In this view of order, laws represent invariant relationships between explicate entities and structures, and thus Bohm maintained that in physics, the explicate order generally reveals itself within well-constructed experimental contexts as, for example, in the sensibly observable results of instruments. With respect to implicate order, however, Bohm asked us to consider the possibility instead "that physical law should refer primarily to an order of undivided wholeness of the content of description similar to that indicated by the hologram rather than to an order of analysis of such content into separate parts ...".[8]

### Implicate order in art

In the work Science, Order, and Creativity (Bohm and Peat, 1987), examples of implicate orders in science are laid out, as well as implicate orders which relate to painting, poetry, and music.

Bohm and Peat emphasize the role of orders of varying complexity, which influence the perception of a work of art as a whole. They note that implicate orders are accessible to human experience. They refer for instance to earlier notes which reverberate when listening to music, or various resonances of words and images which are perceived when reading or hearing poetry.

Christopher Alexander discussed his work in person with Bohm, and pointed out connections among his work and Bohm's notion of an implicate order in The Nature of Order.[9]

Nick Rumbelow also explores the concepts in his interpretations through his Implicate Form artwork [1], where he creates the form of the whole image implied by the collective relationships of individual cells carefully placed in dynamic relationships.

## Challenges to some generally prevailing views

In proposing this new notion of order, Bohm explicitly challenged a number of tenets that he believed are fundamental to much scientific work:

1. that phenomena are reducible to fundamental particles and laws describing the behaviour of particles, or more generally to any static (i.e., unchanging) entities, whether separate events in space-time, quantum states, or static entities of some other nature;
2. related to (1), that human knowledge is most fundamentally concerned with mathematical prediction of statistical aggregates of particles;
3. that an analysis or description of any aspect of reality (e.g., quantum theory, the speed of light) can be unlimited in its domain of relevance;
4. that the Cartesian coordinate system, or its extension to a curvilinear system, is the deepest conception of underlying order as a basis for analysis and description of the world;
5. that there is ultimately a sustainable distinction between reality and thought, and that there is a corresponding distinction between the observer and observed in an experiment or any other situation (other than a distinction between relatively separate entities valid in the sense of explicate order); and
6. that it is, in principle, possible to formulate a final notion concerning the nature of reality, i.e., a Theory of Everything.
A hydrogen atom and its constituent particles: an example of an over-simplified way of looking at a small collection of posited building blocks of the universe

Bohm’s proposals have at times been dismissed largely on the basis of such tenets.
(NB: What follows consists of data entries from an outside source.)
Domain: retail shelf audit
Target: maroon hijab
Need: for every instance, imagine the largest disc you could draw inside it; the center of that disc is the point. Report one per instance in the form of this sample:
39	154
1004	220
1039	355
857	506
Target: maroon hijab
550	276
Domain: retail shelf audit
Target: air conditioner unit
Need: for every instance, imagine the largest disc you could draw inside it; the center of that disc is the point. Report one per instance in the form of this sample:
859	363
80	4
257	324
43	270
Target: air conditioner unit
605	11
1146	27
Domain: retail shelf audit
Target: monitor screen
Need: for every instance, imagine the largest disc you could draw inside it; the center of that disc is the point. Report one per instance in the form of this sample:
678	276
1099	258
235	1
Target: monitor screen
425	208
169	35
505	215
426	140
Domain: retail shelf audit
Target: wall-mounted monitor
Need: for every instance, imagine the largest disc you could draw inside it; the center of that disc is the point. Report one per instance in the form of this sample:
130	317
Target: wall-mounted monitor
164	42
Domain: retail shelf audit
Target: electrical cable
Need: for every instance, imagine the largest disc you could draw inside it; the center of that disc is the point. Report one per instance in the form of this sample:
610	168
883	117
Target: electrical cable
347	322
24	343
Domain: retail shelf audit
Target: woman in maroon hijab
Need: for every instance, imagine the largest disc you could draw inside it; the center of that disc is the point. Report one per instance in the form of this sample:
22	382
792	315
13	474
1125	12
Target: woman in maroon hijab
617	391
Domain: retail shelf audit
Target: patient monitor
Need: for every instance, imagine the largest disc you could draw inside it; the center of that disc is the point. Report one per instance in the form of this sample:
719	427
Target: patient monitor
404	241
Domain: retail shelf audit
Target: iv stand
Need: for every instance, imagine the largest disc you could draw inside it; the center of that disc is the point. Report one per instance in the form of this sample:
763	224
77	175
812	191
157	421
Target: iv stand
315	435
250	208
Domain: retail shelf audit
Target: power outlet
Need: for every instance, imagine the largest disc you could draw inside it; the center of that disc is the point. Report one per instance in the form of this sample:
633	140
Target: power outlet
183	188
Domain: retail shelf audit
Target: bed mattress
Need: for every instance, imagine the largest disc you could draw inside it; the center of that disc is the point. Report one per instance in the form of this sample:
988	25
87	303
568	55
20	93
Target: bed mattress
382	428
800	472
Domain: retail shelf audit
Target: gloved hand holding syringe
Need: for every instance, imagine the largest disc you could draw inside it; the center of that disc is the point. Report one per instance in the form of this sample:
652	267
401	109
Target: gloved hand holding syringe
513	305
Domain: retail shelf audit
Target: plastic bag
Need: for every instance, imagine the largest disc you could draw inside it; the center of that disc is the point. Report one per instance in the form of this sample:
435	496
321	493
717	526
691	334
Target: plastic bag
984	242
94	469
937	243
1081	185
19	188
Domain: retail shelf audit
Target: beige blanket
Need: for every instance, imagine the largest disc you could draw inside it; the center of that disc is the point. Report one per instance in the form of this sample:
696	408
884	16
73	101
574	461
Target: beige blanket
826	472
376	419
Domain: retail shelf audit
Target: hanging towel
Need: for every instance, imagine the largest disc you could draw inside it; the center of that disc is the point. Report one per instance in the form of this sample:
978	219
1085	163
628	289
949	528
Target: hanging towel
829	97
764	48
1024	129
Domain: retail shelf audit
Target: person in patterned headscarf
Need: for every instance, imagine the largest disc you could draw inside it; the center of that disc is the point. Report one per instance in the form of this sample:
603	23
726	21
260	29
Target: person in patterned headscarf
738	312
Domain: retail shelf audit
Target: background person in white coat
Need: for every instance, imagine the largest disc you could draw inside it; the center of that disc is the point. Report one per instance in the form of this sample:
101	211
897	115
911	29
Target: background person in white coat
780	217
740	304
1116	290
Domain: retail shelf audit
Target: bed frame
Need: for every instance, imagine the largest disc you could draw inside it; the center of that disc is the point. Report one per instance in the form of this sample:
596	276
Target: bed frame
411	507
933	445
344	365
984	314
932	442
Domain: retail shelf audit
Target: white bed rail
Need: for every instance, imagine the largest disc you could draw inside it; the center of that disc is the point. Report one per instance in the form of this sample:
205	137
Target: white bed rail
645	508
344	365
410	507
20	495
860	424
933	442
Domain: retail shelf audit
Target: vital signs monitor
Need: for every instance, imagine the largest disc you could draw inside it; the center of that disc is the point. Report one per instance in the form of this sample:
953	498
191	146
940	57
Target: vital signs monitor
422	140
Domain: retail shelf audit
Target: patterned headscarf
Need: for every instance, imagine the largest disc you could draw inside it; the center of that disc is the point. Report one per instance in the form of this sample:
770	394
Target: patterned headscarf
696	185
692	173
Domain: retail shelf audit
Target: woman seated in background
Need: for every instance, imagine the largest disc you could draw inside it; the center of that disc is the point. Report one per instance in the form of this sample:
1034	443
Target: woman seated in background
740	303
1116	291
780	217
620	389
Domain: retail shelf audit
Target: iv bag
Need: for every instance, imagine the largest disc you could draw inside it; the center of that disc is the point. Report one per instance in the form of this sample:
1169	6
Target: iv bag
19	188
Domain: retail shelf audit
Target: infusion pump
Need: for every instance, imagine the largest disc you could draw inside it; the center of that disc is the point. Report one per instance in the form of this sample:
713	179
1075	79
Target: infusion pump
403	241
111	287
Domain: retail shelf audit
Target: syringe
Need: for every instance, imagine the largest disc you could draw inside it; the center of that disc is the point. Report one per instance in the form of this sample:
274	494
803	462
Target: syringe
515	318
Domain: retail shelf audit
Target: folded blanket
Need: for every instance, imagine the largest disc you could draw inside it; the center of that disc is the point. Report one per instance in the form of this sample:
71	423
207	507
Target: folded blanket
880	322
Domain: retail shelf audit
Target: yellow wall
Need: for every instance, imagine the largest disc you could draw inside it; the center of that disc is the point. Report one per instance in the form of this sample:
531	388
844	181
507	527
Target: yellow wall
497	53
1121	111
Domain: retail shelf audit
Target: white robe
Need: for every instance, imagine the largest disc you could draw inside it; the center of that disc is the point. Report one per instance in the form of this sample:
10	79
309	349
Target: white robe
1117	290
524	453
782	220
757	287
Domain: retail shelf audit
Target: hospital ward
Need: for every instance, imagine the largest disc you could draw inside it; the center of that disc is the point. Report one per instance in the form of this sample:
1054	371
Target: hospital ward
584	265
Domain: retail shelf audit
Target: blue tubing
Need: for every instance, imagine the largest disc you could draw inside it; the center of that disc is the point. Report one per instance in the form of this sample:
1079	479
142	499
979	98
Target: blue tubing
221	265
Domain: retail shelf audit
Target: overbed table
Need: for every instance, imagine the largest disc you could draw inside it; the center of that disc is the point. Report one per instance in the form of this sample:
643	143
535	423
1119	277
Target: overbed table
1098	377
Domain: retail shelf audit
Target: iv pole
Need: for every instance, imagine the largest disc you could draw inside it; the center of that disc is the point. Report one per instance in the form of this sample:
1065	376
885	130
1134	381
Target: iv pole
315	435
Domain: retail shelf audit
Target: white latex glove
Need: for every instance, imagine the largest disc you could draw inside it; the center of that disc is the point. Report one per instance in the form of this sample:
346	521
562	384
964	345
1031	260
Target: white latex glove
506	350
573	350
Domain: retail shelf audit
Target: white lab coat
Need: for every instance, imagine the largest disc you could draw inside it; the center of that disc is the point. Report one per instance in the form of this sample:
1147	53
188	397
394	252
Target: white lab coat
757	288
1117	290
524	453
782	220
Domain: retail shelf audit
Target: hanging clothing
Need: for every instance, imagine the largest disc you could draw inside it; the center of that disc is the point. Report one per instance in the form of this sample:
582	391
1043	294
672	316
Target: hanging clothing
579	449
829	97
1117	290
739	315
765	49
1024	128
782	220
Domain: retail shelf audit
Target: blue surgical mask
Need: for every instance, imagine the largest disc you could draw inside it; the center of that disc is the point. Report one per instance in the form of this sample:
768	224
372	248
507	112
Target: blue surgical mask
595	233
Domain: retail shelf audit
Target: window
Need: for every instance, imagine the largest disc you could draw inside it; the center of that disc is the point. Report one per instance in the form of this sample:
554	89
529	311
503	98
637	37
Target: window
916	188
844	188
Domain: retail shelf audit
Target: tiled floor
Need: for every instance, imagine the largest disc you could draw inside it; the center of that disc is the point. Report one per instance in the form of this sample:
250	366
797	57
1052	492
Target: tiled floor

His paradigm is generally opposed to reductionism, and some view it as a form of ontological holism. On this, Bohm noted of prevailing views among physicists that "the world is assumed to be constituted of a set of separately existent, indivisible, and unchangeable 'elementary particles', which are the fundamental 'building blocks' of the entire universe ... there seems to be an unshakable faith among physicists that either such particles, or some other kind yet to be discovered, will eventually make possible a complete and coherent explanation of everything" (Bohm 1980, p. 173).

In Bohm’s conception of order, primacy is given to the undivided whole, and the implicate order inherent within the whole, rather than to parts of the whole, such as particles, quantum states, and continua. For Bohm, the whole encompasses all things, structures, abstractions, and processes, including processes that result in (relatively) stable structures as well as those that involve a metamorphosis of structures or things. In this view, parts may be entities normally regarded as physical, such as atoms or subatomic particles, but they may also be abstract entities, such as quantum states. Whatever their nature and character, according to Bohm, these parts are considered in terms of the whole, and in such terms, they constitute relatively separate and independent "sub-totalities." The implication of the view is, therefore, that nothing is fundamentally separate or independent.
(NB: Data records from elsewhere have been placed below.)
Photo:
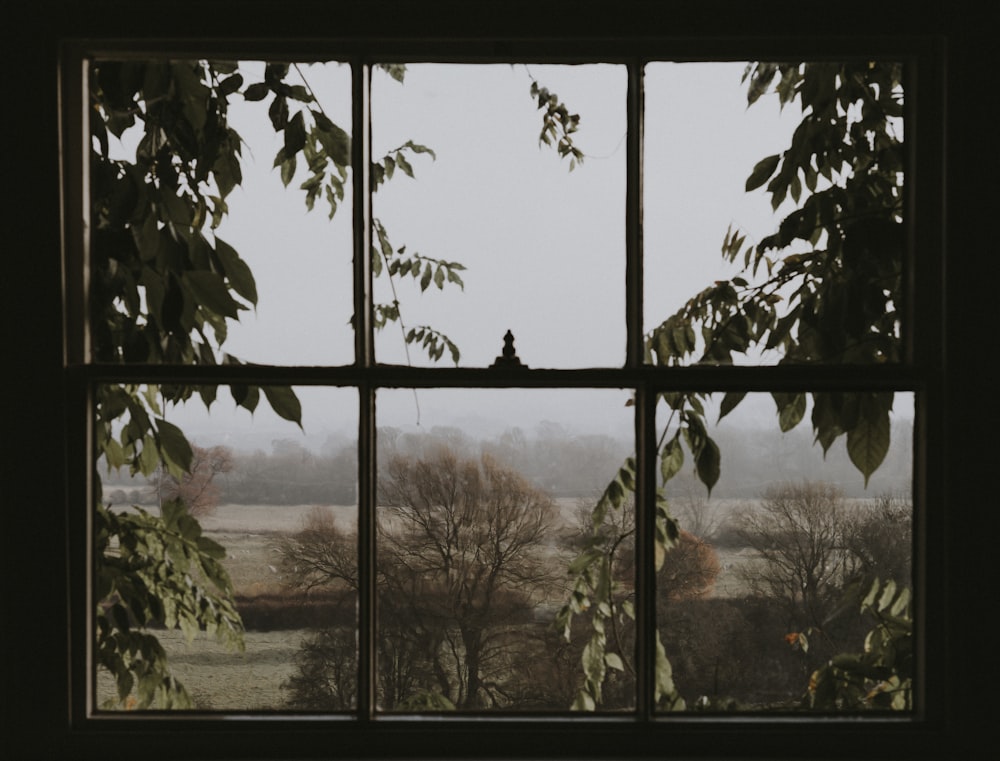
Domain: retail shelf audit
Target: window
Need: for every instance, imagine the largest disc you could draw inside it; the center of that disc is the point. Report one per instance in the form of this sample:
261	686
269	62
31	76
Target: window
370	388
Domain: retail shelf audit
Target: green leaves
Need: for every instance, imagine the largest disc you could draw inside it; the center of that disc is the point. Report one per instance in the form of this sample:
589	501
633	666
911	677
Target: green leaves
284	402
558	124
762	172
880	676
868	440
162	572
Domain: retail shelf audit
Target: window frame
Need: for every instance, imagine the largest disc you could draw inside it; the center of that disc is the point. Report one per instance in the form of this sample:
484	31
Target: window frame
371	736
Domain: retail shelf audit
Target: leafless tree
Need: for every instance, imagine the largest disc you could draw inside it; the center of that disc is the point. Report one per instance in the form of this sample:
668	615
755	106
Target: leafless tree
465	538
797	533
197	488
463	563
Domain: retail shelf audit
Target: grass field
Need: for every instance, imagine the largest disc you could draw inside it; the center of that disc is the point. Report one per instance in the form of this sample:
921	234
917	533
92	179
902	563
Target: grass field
222	680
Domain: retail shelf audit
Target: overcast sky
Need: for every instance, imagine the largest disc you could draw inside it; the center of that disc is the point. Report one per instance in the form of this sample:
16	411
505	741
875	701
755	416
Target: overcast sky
543	247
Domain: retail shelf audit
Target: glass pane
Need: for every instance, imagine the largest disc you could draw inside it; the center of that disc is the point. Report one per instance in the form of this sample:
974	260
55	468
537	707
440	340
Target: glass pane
766	583
811	253
203	243
483	511
264	504
542	248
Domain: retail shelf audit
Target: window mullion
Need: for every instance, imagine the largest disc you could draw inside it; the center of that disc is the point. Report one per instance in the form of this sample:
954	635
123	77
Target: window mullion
364	358
633	215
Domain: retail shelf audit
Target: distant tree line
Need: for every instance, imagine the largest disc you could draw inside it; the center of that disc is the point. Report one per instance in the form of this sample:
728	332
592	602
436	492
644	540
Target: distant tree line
552	458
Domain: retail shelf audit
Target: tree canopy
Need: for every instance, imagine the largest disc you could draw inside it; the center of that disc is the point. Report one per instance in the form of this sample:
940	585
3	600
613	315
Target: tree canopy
825	287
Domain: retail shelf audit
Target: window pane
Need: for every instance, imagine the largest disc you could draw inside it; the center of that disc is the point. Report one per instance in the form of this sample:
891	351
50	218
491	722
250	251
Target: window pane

Bohm 1980, p. 11, said: "The new form of insight can perhaps best be called Undivided Wholeness in Flowing Movement. This view implies that flow is in some sense prior to that of the ‘things’ that can be seen to form and dissolve in this flow." According to Bohm, a vivid image of this sense of analysis of the whole is afforded by vortex structures in a flowing stream. Such vortices can be relatively stable patterns within a continuous flow, but such an analysis does not imply that the flow patterns have any sharp division, or that they are literally separate and independently existent entities; rather, they are most fundamentally undivided. Thus, according to Bohm’s view, the whole is in continuous flux, and hence is referred to as the holomovement (movement of the whole).
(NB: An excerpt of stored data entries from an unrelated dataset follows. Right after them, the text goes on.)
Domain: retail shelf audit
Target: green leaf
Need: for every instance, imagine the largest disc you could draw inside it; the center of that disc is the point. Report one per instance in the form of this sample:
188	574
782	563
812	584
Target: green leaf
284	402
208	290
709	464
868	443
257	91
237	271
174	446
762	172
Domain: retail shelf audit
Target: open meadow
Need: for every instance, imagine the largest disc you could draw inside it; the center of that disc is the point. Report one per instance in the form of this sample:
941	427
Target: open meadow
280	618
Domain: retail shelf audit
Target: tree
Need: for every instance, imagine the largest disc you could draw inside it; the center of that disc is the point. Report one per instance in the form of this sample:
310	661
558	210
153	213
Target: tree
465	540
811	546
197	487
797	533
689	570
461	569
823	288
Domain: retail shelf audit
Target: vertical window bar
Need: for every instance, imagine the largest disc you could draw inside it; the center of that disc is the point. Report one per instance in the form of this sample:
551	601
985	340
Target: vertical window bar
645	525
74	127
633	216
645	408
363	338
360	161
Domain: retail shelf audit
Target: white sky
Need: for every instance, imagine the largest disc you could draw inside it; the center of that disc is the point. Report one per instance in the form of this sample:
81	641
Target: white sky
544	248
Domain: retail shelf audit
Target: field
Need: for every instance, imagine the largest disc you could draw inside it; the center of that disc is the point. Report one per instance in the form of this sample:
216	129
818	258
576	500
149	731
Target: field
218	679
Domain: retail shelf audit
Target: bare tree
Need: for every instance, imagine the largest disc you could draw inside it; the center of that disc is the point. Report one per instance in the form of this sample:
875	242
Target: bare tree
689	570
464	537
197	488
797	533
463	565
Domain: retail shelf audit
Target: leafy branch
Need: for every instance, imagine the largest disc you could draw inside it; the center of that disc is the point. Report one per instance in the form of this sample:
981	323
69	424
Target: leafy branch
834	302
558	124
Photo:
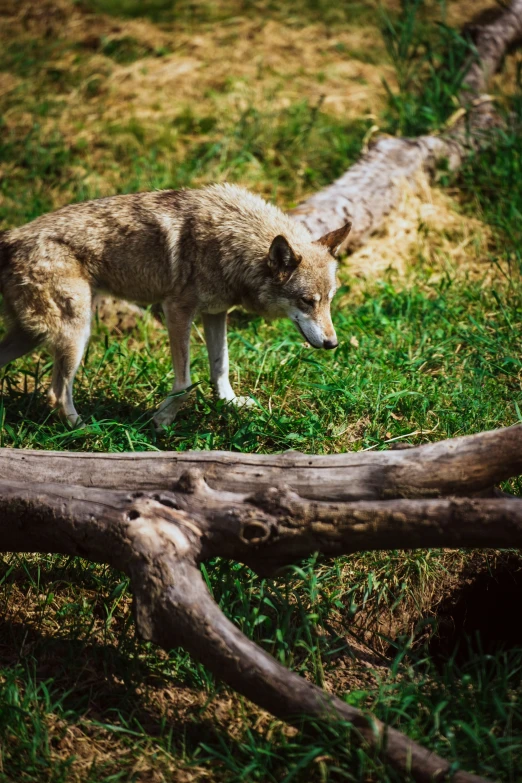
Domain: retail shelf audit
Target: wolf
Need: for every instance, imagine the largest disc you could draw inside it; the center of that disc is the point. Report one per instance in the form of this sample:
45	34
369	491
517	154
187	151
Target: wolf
194	251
### Quantum theory and relativity theory

A key motivation for Bohm in proposing a new notion of order was the well-known incompatibility of quantum theory with relativity theory. Bohm 1980, p. xv summarised the state of affairs he perceived to exist:

...in relativity, movement is continuous, causally determinate and well defined, while in quantum mechanics it is discontinuous, not causally determinate and not well-defined. Each theory is committed to its own notions of essentially static and fragmentary modes of existence (relativity to that of separate events connectible by signals, and quantum mechanics to a well-defined quantum state). One thus sees that a new kind of theory is needed which drops these basic commitments and at most recovers some essential features of the older theories as abstract forms derived from a deeper reality in which what prevails is unbroken wholeness.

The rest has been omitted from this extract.